大节段钢箱梁线形控制关键技术研究

发布时间：2018-05-17 01:03

本文选题：大节段钢箱梁 + 合理施工方案　；参考：《华南理工大学》2014年硕士论文

【摘要】：与混凝土梁桥相比，钢箱梁桥具有跨越能力大、适合工业化制造、便于运输、安装速度快和修复及更换容易等特点，在现代桥梁设计和建造中得到了广泛的应用。为了满足桥梁受力简单、施工方便、跨越能力大等要求，连续钢箱梁桥在大跨度梁式桥里得到了越来越广泛的应用。尤其在沿海、跨海工程中，选择大节段吊装施工更好地发挥钢箱梁工厂化制造，海上施工速度快的特点。也正因为采用了大节段施工方法，桥梁线形基本上在制造阶段已经设定并焊接好，在桥位现场所能调整的范围非常有限，故有必要进行全过程的线形控制，确保最终成桥线形满足目标要求。

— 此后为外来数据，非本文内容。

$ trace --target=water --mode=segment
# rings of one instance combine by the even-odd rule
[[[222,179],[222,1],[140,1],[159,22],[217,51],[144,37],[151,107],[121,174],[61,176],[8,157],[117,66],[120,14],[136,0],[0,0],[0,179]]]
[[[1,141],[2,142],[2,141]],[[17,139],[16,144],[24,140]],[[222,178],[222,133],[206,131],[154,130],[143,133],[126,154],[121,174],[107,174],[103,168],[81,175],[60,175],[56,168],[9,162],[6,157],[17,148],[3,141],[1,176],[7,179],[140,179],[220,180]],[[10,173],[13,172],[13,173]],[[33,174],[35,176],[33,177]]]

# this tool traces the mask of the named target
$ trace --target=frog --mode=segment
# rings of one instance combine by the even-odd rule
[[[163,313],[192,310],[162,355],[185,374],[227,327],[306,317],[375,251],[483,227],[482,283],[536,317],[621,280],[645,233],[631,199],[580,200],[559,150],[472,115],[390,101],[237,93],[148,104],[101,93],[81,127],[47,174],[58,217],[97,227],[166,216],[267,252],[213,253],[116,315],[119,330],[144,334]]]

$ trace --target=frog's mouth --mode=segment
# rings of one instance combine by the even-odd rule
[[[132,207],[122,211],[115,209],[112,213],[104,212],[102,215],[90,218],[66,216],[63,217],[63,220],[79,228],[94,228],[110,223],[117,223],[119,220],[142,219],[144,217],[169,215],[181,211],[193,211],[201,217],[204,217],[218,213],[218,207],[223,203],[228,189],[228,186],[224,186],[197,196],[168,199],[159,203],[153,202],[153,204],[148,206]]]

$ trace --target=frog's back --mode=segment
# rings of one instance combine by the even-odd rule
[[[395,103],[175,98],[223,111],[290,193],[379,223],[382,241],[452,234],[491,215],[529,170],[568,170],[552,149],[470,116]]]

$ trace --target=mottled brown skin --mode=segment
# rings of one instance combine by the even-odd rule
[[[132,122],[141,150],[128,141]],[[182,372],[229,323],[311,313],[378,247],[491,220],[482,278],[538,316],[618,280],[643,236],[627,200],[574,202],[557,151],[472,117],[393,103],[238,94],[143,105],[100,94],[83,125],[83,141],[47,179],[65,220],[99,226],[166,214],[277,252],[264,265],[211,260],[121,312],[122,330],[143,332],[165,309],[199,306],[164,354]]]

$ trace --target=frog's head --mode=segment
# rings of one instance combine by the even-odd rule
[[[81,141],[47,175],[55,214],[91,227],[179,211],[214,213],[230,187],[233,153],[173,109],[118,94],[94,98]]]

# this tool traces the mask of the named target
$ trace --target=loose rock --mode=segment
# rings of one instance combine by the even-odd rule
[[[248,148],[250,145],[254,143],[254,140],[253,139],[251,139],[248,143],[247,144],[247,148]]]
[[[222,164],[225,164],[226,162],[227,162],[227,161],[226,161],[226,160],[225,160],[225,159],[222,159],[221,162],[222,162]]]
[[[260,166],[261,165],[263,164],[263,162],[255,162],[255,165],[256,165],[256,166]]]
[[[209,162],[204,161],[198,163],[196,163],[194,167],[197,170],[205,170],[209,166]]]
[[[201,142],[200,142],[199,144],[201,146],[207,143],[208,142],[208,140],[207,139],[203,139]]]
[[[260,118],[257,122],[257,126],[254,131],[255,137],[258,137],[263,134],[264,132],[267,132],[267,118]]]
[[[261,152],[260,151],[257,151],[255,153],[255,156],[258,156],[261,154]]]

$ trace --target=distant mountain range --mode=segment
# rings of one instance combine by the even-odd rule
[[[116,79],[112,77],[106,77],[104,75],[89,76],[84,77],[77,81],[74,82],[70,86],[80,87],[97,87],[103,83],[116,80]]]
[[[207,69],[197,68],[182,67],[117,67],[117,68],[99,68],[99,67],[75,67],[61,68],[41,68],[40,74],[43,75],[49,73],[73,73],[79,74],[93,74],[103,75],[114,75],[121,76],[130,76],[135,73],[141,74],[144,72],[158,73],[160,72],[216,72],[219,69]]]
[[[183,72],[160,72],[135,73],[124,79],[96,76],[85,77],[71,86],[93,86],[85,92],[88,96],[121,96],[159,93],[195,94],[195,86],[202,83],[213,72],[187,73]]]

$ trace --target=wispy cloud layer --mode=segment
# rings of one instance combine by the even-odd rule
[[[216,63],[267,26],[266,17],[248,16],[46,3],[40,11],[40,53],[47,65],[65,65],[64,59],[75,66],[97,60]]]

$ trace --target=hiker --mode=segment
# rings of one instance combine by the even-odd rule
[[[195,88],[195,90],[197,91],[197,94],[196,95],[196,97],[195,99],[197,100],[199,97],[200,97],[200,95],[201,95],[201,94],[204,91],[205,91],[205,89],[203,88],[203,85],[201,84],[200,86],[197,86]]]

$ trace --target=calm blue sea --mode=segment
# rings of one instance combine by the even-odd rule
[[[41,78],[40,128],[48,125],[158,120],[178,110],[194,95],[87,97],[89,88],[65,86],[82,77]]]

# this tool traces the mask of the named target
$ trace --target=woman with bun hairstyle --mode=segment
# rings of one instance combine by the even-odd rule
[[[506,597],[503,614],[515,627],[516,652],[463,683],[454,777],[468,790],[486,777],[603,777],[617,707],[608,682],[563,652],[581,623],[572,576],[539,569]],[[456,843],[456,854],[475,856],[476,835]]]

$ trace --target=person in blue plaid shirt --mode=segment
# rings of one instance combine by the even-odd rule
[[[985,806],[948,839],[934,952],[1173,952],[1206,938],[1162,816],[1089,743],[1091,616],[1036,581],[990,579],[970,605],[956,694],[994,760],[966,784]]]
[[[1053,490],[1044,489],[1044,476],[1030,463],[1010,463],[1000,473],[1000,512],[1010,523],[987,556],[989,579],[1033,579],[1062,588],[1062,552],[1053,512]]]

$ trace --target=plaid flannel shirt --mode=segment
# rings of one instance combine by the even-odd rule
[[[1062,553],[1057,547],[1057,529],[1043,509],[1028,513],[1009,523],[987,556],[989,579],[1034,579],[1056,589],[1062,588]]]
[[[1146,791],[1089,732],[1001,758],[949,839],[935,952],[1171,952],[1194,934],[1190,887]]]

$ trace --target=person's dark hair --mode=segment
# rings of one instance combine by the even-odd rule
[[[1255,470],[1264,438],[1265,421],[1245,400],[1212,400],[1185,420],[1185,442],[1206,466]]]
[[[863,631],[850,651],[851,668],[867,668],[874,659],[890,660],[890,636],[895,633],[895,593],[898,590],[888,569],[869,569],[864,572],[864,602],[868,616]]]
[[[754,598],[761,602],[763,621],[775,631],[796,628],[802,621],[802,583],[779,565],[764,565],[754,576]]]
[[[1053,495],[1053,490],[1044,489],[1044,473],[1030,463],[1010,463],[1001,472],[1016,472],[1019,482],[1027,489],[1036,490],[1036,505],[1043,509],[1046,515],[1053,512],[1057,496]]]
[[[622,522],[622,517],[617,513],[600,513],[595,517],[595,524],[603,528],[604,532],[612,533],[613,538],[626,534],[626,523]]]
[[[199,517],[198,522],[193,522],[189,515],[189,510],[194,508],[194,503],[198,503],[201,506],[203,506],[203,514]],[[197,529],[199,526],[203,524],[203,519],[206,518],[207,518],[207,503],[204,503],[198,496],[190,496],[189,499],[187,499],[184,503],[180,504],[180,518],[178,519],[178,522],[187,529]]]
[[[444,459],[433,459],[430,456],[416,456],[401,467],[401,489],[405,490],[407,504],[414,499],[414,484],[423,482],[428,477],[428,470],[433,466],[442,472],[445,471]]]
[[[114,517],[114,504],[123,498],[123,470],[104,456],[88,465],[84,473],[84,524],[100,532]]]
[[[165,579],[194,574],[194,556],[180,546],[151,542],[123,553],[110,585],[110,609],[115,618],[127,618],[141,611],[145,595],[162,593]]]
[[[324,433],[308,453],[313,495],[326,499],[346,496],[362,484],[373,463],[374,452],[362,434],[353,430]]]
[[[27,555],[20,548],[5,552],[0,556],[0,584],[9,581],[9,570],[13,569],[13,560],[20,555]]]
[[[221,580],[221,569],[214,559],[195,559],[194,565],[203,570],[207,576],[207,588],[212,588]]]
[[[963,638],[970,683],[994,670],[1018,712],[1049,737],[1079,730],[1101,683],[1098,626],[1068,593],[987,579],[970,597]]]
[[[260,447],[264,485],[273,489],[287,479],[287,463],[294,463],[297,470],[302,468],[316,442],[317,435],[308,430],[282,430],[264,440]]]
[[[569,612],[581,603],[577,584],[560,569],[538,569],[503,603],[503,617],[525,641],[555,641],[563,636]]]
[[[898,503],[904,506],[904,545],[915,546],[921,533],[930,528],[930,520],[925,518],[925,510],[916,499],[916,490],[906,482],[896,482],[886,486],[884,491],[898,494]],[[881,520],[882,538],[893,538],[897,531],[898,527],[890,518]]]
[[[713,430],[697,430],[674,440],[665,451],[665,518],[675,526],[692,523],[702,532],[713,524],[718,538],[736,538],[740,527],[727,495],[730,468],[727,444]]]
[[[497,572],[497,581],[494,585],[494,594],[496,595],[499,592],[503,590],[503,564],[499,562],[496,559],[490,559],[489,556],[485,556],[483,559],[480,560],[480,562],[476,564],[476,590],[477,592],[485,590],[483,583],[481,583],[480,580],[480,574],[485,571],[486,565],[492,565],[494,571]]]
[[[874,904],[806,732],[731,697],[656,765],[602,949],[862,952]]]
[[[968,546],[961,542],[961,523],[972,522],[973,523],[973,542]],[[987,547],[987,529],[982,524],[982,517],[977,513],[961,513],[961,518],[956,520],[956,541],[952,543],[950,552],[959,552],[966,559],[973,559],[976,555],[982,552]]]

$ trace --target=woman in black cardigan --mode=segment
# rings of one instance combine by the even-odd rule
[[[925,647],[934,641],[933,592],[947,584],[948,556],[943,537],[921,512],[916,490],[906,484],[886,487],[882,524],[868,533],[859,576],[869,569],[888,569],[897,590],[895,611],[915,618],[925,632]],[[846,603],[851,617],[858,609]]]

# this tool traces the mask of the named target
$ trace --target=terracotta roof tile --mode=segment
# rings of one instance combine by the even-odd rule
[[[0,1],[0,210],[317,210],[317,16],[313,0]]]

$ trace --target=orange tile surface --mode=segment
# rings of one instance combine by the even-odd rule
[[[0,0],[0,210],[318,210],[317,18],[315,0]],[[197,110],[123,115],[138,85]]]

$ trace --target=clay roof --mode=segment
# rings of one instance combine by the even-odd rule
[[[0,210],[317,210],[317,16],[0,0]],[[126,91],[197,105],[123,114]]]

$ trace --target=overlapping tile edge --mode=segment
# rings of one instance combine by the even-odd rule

本文以在建的港珠澳大桥非通航孔桥为工程背景，针对施工控制前期有限元建模计算及后期现场施工控制工作过程中遇到的实际问题进行以下几方面的研究：（1）连续钢箱梁桥合理施工方案的确定。基于无应力状态法，对无应力线形进行了推导，分析了简支梁以及连续梁施工过程与最终状态的关系。提出了基于某一目标状态的无应力线形的观点。在比较分析以整跨为一大节段和带悬臂的大节段的划分方法优缺点的基础上，得出带悬臂的大节段划分方法更利于施工和更好满足结构受力状态的结论。结合工程实例，比较分析了基于一次成桥目标状态和基于施工过程成桥目标状态的两种施工方案。（2）钢箱梁无应力制造线形及下料长度计算。基于施工全过程控制思想，对钢箱梁无应力制造线形及下料尺寸进行研究。利用现有有限元施工模型的计算结果，通过计算出钢箱梁梁段间无应力夹角和大节段接缝处的相对关系的方法间接得到无应力制造线形及其他相关尺寸。为同类型桥梁的制造线形和下料长度的计算提供了参考。（3）制造和吊装过程线形控制分析。以港珠澳大桥非通航孔桥为工程背景，，介绍了其钢箱梁的制造和吊装方法，并分析了在制造和吊装过程中可能出现的引起线形误差的因素。在敏感性分析的基础上，确定了主要影响因素，为后续的线形控制提供了理论参考。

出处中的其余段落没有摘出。